Gary Corinth

Gary Corinth was a man of some destiny: not that you would recognize it from looking at him. He was non-descript in the way that overweight, balding, self-conscious and arrogant men sometimes are, a face with pock marks and an assortment of pimples, a dirty-looking, poorly shaved chin, blue- gray eyes disproportionately small to the jowls and ears, glasses that bore the blue-green tinge of years of neglect. It was not a pleasant face — more spiteful than helpful, more vengeful than intelligent — a pallid face that betrays the softness of a life lived in air-conditioned spaces, but still bearing the weight of a lifetime of metaphorical boots in the face. He did not enjoy life much, en gros, but there was something driving him, something that his defeatism and anger and envy did not engender and could not utterly vanquish. He may not have recognized it, but others did.

He worked for a software/hardware company as an engineer of some sort. Because he did not excel at his trade, he tended to be fungible — moved from one project or division to the other in the expectation that he would see the writing on the wall and leave his employer for another. Gary was nothing if not tenacious, well beyond what served his career. He would retool grimly, come to work on time, clock his hours and go home, to one knows not what. He did not socialize and was not expected to. In a defining moment, he bragged to a colleague about having gone to Thailand as a sexual tourist over the holidays. That little story made the rounds quickly, leading to wobbly Hula dolls and blurry child pornography appearing in his cubicle, and a reprimand from his boss for making the work environment difficult for nearby female coworkers. None of them would admit to having made the report, and none probably did. While they seemed to think Gary was an inveterate pervert, they doubted in more than one conversation that he did more than jerk off in his living room. Gary never said a word about any of this, including the reprimand, but he was quite sure it was part of the management campaign to geld and pasture him.

Gary’s plans tended to cross a certain threshold of respectability, and eventually got him into the whole blue ball mess. One day, long after the Thai incident but not so long that it was forgotten, both for its tawdriness and its allure, Gary decided to put a truism from “Dear Abby” to the test. He resolved to go to a church to meet a nice young woman, hopefully younger than he, svelte and attractive in an understated way, and just repressed enough to find in him an unexpected savior from spinsterhood.
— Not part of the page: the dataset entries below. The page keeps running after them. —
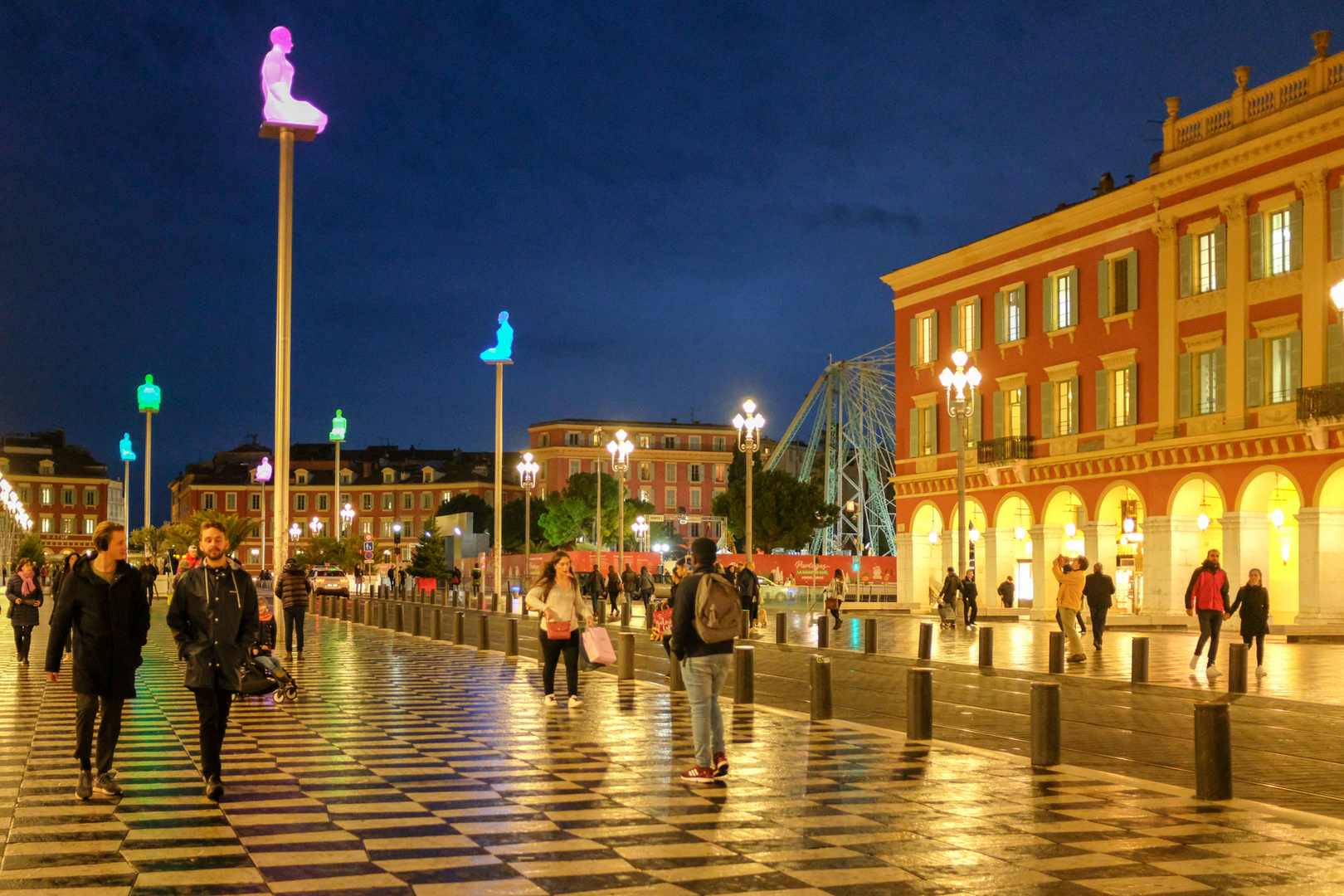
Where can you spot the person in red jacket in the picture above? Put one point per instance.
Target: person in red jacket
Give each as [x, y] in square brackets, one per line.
[1207, 596]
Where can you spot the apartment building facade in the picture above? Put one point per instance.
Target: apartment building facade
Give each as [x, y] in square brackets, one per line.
[1163, 368]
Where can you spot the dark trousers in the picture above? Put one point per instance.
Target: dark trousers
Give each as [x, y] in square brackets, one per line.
[110, 730]
[552, 650]
[23, 641]
[1210, 626]
[1098, 624]
[295, 627]
[212, 707]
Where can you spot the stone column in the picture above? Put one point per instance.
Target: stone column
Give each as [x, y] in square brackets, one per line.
[1244, 546]
[1099, 544]
[1171, 553]
[1320, 543]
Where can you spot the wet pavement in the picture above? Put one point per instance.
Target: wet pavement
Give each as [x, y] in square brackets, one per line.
[417, 766]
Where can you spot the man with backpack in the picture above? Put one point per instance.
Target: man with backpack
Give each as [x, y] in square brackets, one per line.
[706, 617]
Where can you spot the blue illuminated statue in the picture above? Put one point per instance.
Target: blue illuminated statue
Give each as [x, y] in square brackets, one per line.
[504, 342]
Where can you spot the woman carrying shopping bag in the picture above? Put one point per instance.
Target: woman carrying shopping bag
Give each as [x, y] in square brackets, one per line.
[559, 606]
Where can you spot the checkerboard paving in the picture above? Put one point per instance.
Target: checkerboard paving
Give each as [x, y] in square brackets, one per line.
[416, 766]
This was an experiment, in the sense that he often undertook experiments to see how his best intentions were squelched and undermined by a cruelly indifferent life force that lay somewhere outside of him. He saw nothing contradictory in the fact that he undertook this from the point of view of a sexual adventure, not as an assay in love. There was precious little in Abby’s constant refrain that demanded more than a superficial adherence to what was good and moral and just. And Gary saw no contradiction in reading her column regularly, even religiously.
Much to Gary’s surprise, it just so happened that Abby was right. At every church he visited, there were groups with earnest young women, who were to a one surprised to find themselves single at an age when so many of their cohort had married and bought cars and houses, and perhaps even engendered offspring. Still, desperate or not, these women were hardly interested in him. At one point, Gary figured they smelled something of the impostor in him — so he decided to practice authenticity. He volunteered for committees, and showed up for bake sales and informational nights when no one but the organizers did. He went to church every Sunday, and sometimes on a Wednesday, without fail for almost a year. It was a monumental effort, and for a very long time he had nothing to show for it but the occasional pat on the back, and enigmatic, distancing, sympathetic smiles. Still, you can’t say that he resented the struggle, and there might be something in the notion that he was hungry for human contact, a treatment that this experiment provided in droves.
One day the payoff came. He was talking to a woman, almost his age, dignified and haggard from work and single parenthood, and she smiled at something he said, and Gary let fly: “Would you mind if I came by sometime and took you and your son to dinner?” She looked at him in a moment of surprise and suspicion, as if he might already be showing signs of regretting his invitation. But when she saw nothing of the kind, perhaps even a bit of pride in himself, she relented and said that that would be nice. Playing them over in his mind, Gary felt that there had never been more powerful words spoken — quite a while, for a good hour, until he found himself repeating them ad naseum on the drive home, and sensed that irony was mixing itself in. He turned up the radio and tried to think about something else.

He didn’t know how to prepare for such an unusual outing, so he didn’t. He made it out in his mind to be an everyday occurrence to take out a fellow parishioner and her young son. They had agreed on a Thursday dinner. On Wednesday, he swore that he would reduce the dissonance between the church persona and that fatuous, porno-watching, beer-guzzling bachelor that inhabited his home. At work, his new moral outlook led him to book the tickets to see his mother and his senile grandmother in Los Angeles sometime later that spring. But the promise dissolved that very night into a decision that he was better off following routine. He fell asleep to the sights and sounds of a tired, listless humping on the big screen TV in his living room.